De taakstellingen gelden voor alle projecten waarvoor het “stedenbouwkundig programma van eisen” (SPvE) nog niet is vastgesteld.
Aangezien het Programma van Eisen voor de ontwikkeling van de Univé locatie (Irishof) in januari 2007 is opgesteld, kan de gemeente de genoemde taakstellingen niet als randvoorwaarde voorschrijven. Dit kan alleen op vrijwillige basis. Vanwege de meerkosten heeft de ontwikkelaar aangegeven taakstelling 2 niet te kunnen realiseren.

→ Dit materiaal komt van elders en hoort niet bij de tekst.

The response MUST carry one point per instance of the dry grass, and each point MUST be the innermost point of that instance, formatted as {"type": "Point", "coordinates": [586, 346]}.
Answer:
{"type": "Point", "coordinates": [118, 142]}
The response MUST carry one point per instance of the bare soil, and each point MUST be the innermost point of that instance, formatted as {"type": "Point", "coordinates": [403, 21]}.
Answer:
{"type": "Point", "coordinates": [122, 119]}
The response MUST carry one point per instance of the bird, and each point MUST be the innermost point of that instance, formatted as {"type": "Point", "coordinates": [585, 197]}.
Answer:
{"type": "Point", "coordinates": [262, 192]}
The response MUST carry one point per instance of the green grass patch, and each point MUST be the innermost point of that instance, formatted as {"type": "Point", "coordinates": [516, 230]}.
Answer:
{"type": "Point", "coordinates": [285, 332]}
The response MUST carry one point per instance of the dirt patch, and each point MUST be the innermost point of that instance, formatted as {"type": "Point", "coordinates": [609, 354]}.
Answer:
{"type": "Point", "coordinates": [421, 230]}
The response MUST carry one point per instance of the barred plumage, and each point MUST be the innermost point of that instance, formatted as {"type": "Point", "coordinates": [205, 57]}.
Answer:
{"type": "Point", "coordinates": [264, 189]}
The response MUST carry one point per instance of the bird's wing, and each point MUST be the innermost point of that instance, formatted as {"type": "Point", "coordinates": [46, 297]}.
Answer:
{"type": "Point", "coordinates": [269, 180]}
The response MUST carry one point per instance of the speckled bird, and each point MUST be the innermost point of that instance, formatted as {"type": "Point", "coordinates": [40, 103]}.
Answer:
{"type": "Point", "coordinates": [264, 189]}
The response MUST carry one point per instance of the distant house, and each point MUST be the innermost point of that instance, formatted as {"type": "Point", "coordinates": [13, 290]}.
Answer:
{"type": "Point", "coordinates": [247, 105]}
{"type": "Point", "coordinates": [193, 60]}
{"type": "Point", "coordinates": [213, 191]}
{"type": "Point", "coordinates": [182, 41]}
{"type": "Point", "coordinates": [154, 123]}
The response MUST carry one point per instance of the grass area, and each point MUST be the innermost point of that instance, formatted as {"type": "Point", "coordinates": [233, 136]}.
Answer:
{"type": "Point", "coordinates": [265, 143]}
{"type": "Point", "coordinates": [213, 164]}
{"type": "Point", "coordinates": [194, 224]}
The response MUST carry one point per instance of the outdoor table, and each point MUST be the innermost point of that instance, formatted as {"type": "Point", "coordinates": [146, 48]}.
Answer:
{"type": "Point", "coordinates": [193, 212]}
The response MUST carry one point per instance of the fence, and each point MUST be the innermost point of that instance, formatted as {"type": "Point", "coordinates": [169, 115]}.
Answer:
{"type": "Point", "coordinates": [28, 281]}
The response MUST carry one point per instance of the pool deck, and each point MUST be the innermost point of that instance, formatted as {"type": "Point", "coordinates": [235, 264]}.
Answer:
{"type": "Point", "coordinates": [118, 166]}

Het plan zal moeten voldoen aan het Zwolse energiebeleid dat voor vaststelling van het interim klimaatbeleid in 2009 van kracht was: de woningen worden opgeleverd met een 10% scherpere EPC ten opzichte van het Bouwbesluit. De EPC eis in het bouwbesluit ligt momenteel op 0,6 en zal naar verwachting in januari 2015 worden aangescherpt naar 0,4. De planrealisatie is voorzien voor 2015. De woningen dienen minimaal een EPC van 0,54 te hebben.
In nader overleg tussen gemeente, ontwikkelaar en bouwer zal definitief invulling worden gegeven aan de aspecten van energie en duurzaam bouwen (zie ook paragraaf 3.2.3.15) en de vertaling daarvan in het bouwplan. De ontwikkelaar heeft aangegeven te streven naar een EPC van 0,5 of lager zodat gebruik gemaakt kan worden van de gemeentelijke subsidieregeling Interim beleidsdoelstel-lingen nieuwbouwwoningen (vaststelling is voorzien in dec. 2011). Om hiervoor in aanmerking te komen is daarnaast ook hogere kwaliteit- en duurzaamheidprestatie nodig: een GPR >/= 7,5 (in plaats van 7, zie ook paragraaf 3.2.3.15).